In this context, the concept of war seems to me inappropriate. War has long been understood as a conflict between two armies belonging to two or more sovereign states. The Gaza “war,” on the contrary, is the systematic and unilateral destruction of a territory previously segregated, with a planned, systematic massacre of its population. Of course, there are Hamas combatants hidden in their tunnels, but the asymmetry of this conflict puts into question the concept of war. In this context, speaking of war can serve as a means of avoiding the reality of a genocide.

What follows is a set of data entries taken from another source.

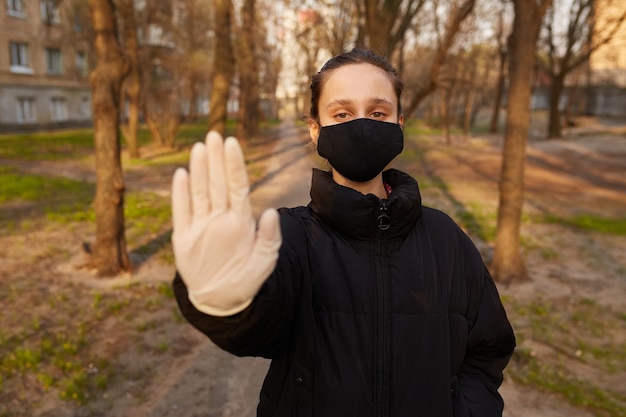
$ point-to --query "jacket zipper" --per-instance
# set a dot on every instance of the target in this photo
(382, 379)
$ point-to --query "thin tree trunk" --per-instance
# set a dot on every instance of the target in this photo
(457, 16)
(248, 115)
(508, 263)
(554, 119)
(109, 255)
(133, 81)
(223, 67)
(155, 132)
(495, 116)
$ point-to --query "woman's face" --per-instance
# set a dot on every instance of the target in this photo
(356, 91)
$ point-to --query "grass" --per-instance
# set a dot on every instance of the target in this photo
(559, 380)
(578, 332)
(63, 353)
(59, 350)
(592, 223)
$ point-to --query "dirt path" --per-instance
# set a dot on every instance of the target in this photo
(582, 173)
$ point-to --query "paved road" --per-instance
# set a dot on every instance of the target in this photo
(214, 383)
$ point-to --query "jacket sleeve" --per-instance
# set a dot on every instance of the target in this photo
(490, 344)
(264, 327)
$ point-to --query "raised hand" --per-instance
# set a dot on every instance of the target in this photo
(220, 254)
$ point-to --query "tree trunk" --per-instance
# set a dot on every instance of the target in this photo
(223, 67)
(248, 115)
(155, 131)
(495, 116)
(456, 18)
(554, 121)
(508, 264)
(109, 255)
(133, 81)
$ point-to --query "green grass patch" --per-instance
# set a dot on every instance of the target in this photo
(575, 331)
(478, 220)
(592, 223)
(57, 145)
(557, 379)
(66, 353)
(36, 188)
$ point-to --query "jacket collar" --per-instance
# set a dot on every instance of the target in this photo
(356, 215)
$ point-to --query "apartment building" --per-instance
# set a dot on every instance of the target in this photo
(43, 67)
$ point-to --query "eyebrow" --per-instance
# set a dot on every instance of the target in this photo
(346, 102)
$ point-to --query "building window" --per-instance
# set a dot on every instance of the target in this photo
(81, 64)
(15, 8)
(58, 109)
(50, 12)
(54, 61)
(26, 112)
(19, 58)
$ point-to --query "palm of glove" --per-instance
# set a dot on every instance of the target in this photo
(221, 256)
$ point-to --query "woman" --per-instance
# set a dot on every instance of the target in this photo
(367, 302)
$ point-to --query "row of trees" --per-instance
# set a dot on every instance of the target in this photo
(455, 54)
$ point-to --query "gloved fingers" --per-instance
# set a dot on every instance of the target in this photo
(181, 204)
(198, 179)
(264, 255)
(218, 192)
(268, 234)
(237, 177)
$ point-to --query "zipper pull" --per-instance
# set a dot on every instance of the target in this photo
(383, 220)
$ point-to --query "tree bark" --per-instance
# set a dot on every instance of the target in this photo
(494, 126)
(109, 255)
(508, 264)
(456, 18)
(223, 67)
(554, 119)
(248, 115)
(133, 81)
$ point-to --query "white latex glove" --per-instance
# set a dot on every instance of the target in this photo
(221, 256)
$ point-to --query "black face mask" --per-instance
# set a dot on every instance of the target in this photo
(361, 148)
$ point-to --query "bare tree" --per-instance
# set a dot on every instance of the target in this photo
(568, 49)
(132, 84)
(109, 255)
(502, 52)
(248, 116)
(386, 22)
(222, 67)
(458, 13)
(508, 264)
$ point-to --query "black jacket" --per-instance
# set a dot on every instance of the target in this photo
(376, 308)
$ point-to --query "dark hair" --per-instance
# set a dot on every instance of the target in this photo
(355, 56)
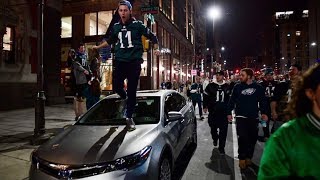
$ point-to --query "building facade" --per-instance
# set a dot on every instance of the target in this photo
(18, 53)
(314, 30)
(67, 23)
(291, 39)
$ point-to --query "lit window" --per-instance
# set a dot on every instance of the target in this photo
(8, 53)
(104, 20)
(90, 24)
(7, 40)
(66, 27)
(97, 23)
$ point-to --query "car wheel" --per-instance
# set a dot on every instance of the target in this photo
(194, 138)
(165, 169)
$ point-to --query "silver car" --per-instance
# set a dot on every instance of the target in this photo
(99, 146)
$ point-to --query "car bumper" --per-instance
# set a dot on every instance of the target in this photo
(140, 172)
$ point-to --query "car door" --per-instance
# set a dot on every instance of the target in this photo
(186, 110)
(173, 129)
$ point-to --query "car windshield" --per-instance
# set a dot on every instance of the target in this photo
(112, 111)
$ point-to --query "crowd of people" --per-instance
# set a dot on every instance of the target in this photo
(85, 78)
(291, 102)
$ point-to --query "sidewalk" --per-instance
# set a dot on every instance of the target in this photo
(16, 130)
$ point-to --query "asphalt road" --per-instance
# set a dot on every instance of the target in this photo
(205, 163)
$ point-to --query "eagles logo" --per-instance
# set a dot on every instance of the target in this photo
(248, 91)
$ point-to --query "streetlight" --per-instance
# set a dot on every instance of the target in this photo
(214, 13)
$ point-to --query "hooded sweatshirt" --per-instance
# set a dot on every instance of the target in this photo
(247, 100)
(292, 152)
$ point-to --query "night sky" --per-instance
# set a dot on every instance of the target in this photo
(243, 22)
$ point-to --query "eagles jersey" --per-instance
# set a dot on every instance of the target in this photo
(82, 59)
(269, 87)
(216, 97)
(128, 41)
(282, 95)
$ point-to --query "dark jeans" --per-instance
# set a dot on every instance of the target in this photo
(198, 101)
(247, 131)
(218, 121)
(131, 72)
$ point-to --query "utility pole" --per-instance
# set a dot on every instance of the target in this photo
(149, 57)
(39, 129)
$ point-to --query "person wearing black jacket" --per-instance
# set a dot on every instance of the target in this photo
(269, 84)
(247, 98)
(215, 99)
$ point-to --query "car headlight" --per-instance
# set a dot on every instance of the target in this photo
(65, 171)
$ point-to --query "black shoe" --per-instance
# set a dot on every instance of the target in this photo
(130, 124)
(215, 143)
(222, 152)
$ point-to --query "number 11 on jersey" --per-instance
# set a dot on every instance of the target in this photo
(128, 37)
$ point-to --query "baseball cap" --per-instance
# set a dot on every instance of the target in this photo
(220, 73)
(268, 71)
(126, 3)
(298, 66)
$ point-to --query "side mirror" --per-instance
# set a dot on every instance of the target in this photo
(174, 116)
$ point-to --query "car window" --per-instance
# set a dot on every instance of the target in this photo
(170, 103)
(181, 101)
(174, 102)
(112, 112)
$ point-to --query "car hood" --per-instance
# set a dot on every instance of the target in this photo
(82, 145)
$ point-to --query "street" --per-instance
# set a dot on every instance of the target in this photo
(205, 164)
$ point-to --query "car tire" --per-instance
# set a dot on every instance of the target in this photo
(194, 138)
(165, 169)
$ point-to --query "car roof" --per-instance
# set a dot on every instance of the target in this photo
(153, 93)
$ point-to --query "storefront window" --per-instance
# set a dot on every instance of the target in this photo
(66, 27)
(8, 46)
(97, 23)
(166, 8)
(7, 40)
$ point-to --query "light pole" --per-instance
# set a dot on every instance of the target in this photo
(314, 44)
(214, 13)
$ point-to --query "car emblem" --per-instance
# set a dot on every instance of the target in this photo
(55, 146)
(248, 91)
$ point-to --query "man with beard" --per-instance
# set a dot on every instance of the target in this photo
(247, 98)
(215, 99)
(269, 85)
(282, 96)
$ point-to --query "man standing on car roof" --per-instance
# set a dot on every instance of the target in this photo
(127, 34)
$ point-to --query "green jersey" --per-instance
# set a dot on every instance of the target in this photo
(128, 41)
(293, 151)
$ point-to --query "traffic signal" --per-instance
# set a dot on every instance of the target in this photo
(145, 43)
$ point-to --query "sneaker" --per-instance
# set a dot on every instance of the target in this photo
(130, 124)
(222, 152)
(242, 164)
(248, 162)
(215, 143)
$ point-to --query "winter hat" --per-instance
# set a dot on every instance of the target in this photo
(126, 3)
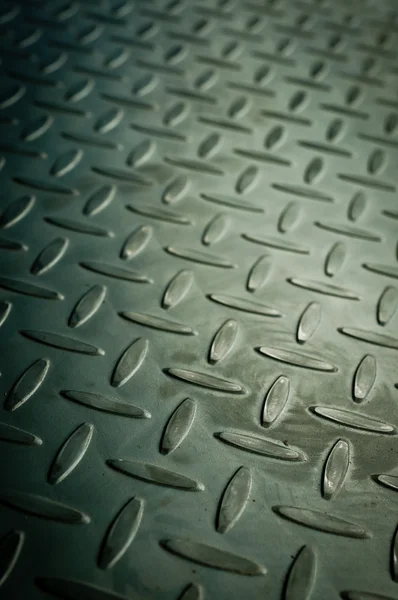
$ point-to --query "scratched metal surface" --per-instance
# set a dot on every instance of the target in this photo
(198, 329)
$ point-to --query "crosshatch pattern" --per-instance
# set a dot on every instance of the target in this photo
(198, 299)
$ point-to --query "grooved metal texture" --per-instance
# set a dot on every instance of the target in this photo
(198, 299)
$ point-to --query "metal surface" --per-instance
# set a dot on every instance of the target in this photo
(198, 328)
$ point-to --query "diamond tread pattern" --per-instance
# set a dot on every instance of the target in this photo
(198, 297)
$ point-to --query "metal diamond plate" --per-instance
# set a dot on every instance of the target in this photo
(198, 299)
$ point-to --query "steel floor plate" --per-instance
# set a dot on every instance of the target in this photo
(198, 331)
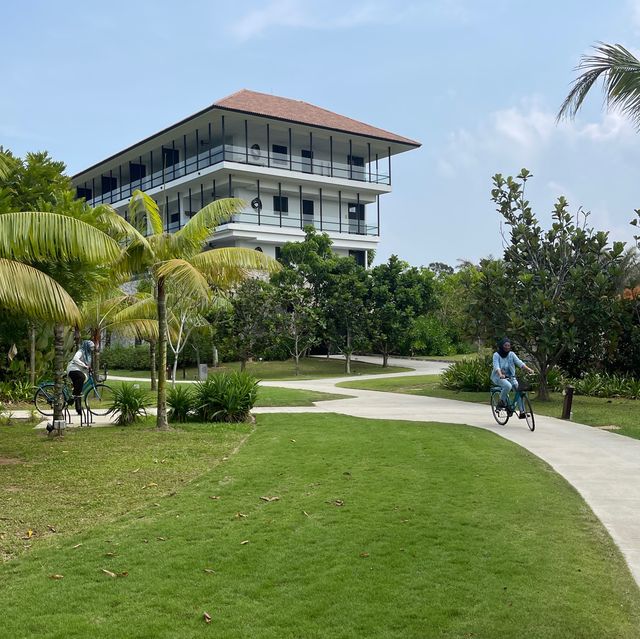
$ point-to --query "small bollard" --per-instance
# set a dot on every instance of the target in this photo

JC: I was struck by a provocative line in one of your essays on the failures of German Holocaust memory. Rejecting the notion of Holocaust singularity central to Germany’s memorial “civil religion” or “catechism,” you write: “All genocides are ‘caesurae of civilization’ (Zivilisationsbruch).” The Zivilisationsbruch concept, inspired by Horkheimer and Adorno and popularized by Dan Diner in the 1980s, has today achieved a kind of conceptual hegemony. I was surprised by the way your gloss on this pithy claim resonates with Diner’s own insights about the incommensurability of victims’ and perpetrators’ perspectives: “there is an absolute uniqueness of genocides—the Holocaust among them—which is embodied by their victims,” you write, yet “historical understanding consists in contextualizing and transcending it, including through its comparison with other forms of violence, instead of sacralizing it.” You suggest that the notion of a Zivilisationsbruch creates a hierarchy of genocide victims, sidelines the crimes of (German) colonialism, and frames the Holocaust as an aberration rather than a product of modern civilization. When and how did this concept enter your thinking? Despite its contradictions, what is at stake for you in holding on to it and inverting its meaning?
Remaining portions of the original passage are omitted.